August 9, 2014

The advantage of MOOCs is that one may study many disciplines with no financial risk.

Thus, in From the Big Bang to Dark Energy, we learned that Dark Energy is the ultimate free lunch. In Greatest Unsolved Mysteries of the Universe, Professor Francis said, in a forum post: "It turns out that energy is not necessarily conserved in General Relativity on very large scales." In Algorithms, presented in the Quantum Computation MOOC, it is noted (page 298): "How could microscopic quantum systems of a few hundred atoms contain more information than we can possibly store in the entire classical universe? Surely this is a most extravagant theory about the amount of effort put in by Nature just to keep a tiny system evolving in time."

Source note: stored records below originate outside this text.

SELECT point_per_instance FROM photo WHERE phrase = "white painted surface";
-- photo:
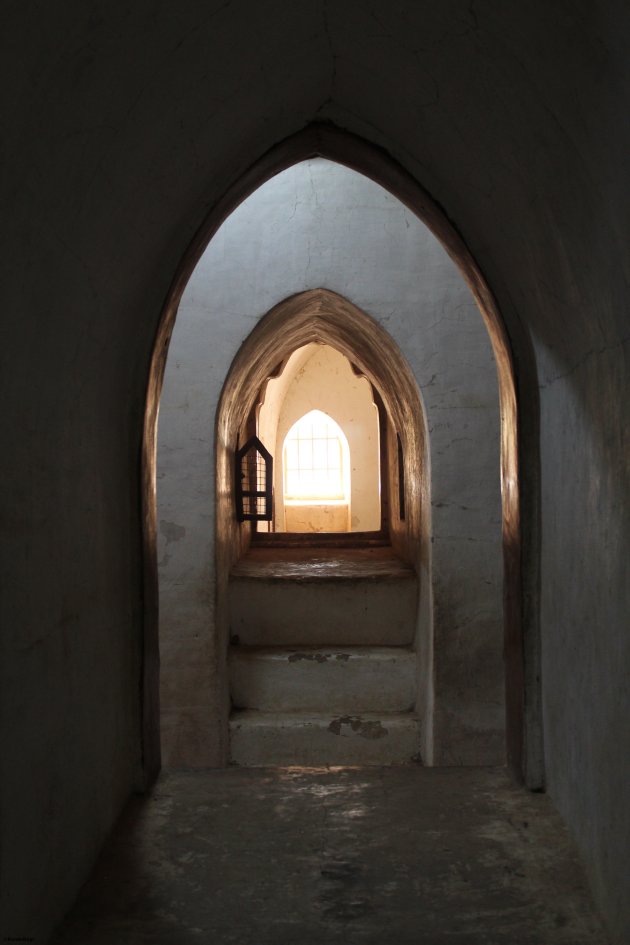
(260, 739)
(514, 116)
(348, 680)
(320, 378)
(319, 224)
(329, 612)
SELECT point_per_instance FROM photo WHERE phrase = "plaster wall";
(323, 380)
(123, 126)
(319, 224)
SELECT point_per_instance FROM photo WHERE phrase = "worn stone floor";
(355, 855)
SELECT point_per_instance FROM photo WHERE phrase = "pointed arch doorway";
(324, 624)
(367, 160)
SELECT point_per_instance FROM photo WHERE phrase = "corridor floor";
(395, 855)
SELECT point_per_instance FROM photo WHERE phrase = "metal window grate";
(253, 482)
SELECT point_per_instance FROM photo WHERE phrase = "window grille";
(313, 460)
(253, 481)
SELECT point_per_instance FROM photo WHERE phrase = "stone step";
(352, 597)
(346, 680)
(260, 739)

In Thermodynamics, we see the astonishingly antiquated assumptions of the science: 1) Everything is a continuum, 2) No relativistic effects, 3) No scale effects, 4) No quantum effects. Because of these assumptions, any limits derived from Thermodynamics apply only within a limited range of phenomena. So, Dark Energy violates conservation laws, quantum phenomena contain far more information than we can store classically. The Fluctuation Theorem states "the entropy of an isolated system might spontaneously decrease".

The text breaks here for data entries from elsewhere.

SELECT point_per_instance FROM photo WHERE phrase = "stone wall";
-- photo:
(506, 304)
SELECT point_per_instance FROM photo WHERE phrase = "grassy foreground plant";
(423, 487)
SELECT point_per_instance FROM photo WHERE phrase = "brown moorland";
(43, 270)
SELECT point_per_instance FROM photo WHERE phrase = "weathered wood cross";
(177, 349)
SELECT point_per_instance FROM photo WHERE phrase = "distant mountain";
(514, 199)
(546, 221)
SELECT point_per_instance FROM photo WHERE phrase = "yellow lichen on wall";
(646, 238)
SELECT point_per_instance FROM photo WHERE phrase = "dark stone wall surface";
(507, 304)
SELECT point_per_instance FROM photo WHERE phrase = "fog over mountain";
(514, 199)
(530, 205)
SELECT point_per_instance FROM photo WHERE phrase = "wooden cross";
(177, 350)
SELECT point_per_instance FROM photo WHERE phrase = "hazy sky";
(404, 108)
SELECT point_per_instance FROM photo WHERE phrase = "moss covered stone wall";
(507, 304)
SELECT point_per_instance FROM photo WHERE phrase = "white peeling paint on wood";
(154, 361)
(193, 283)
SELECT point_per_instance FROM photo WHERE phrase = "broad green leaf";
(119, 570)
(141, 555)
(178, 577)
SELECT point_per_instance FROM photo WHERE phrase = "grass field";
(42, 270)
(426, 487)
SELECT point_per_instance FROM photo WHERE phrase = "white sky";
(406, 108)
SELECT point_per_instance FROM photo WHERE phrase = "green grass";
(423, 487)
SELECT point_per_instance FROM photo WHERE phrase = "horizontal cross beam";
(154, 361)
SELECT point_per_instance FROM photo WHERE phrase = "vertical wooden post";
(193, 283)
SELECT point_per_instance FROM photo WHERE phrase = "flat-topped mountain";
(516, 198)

If I had a nickel for every time the Second Law of Thermodynamics is cited in an economic argument I've been in, I could bail out Greece.

Mainstream economics seems to assume a lot, trying to draw support from sciences such as Thermodynamics, to prove a fundamentally mean-spirited ideology in which disciplining others is required. I think we shold revisit the assumptions, especially in the light of new discoveries by science.